Luxury, upper-upscale, and upscale hotels account for 74 per cent of the existing supply, underlining Qatar’s commitment to providing top-tier accommodations.
This segment of the market looks set to expand further to 78 per cent by 2028, with more budget friendly hotels retaining a smaller share of the market at just 22 per cent.

Adam Stewart, Head of Qatar at Knight Frank, said: “2022 witnessed the introduction of 7,265 new keys, and the growth trend has continued into 2023, with an additional 1,230 keys added in the first six months.
“This rapid expansion coupled with a 167 per cent increase in visitor numbers, reaching a staggering 2.5 million arrivals during the initial seven months of 2023, is testament to Qatar’s rising prominence as a sought-after travel destination.”
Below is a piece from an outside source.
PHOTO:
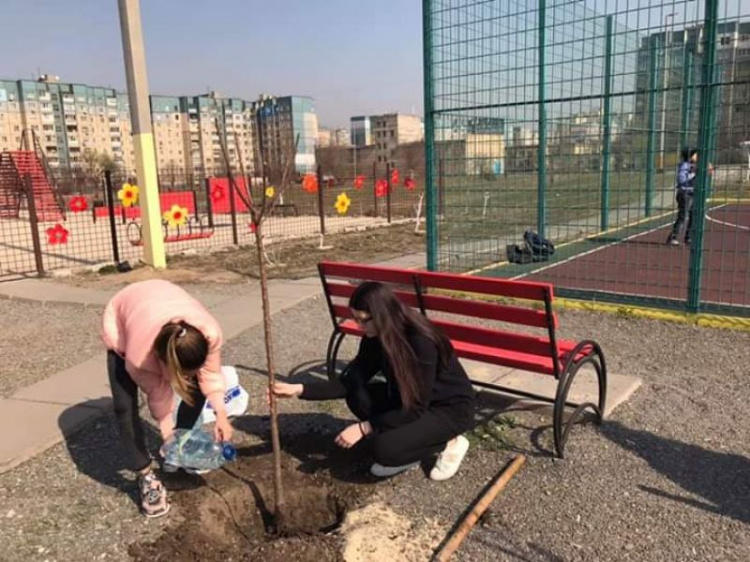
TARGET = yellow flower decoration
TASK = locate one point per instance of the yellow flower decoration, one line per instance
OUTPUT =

Looking ahead, Qatar’s dedication to offering luxury accommodation is set to persist, with 90 per cent of the upcoming supply falling within the luxury, upper-upscale, or upscale categories, according to STR data cited by Knight Frank.
Examining visitor arrivals by region for the year-to-date 2023, Qatar’s global appeal is evident.
The Gulf Cooperation Council (GCC) leads the visitor’s influx with 804,239 arrivals, followed by Europe with 478,780 visitors, and Asia and Oceania with 460,092 guests.
Other Arab Countries contributed 148,109 visitors, while the Americas and Africa accounted for 129,582 and 33,550 arrivals, during H1.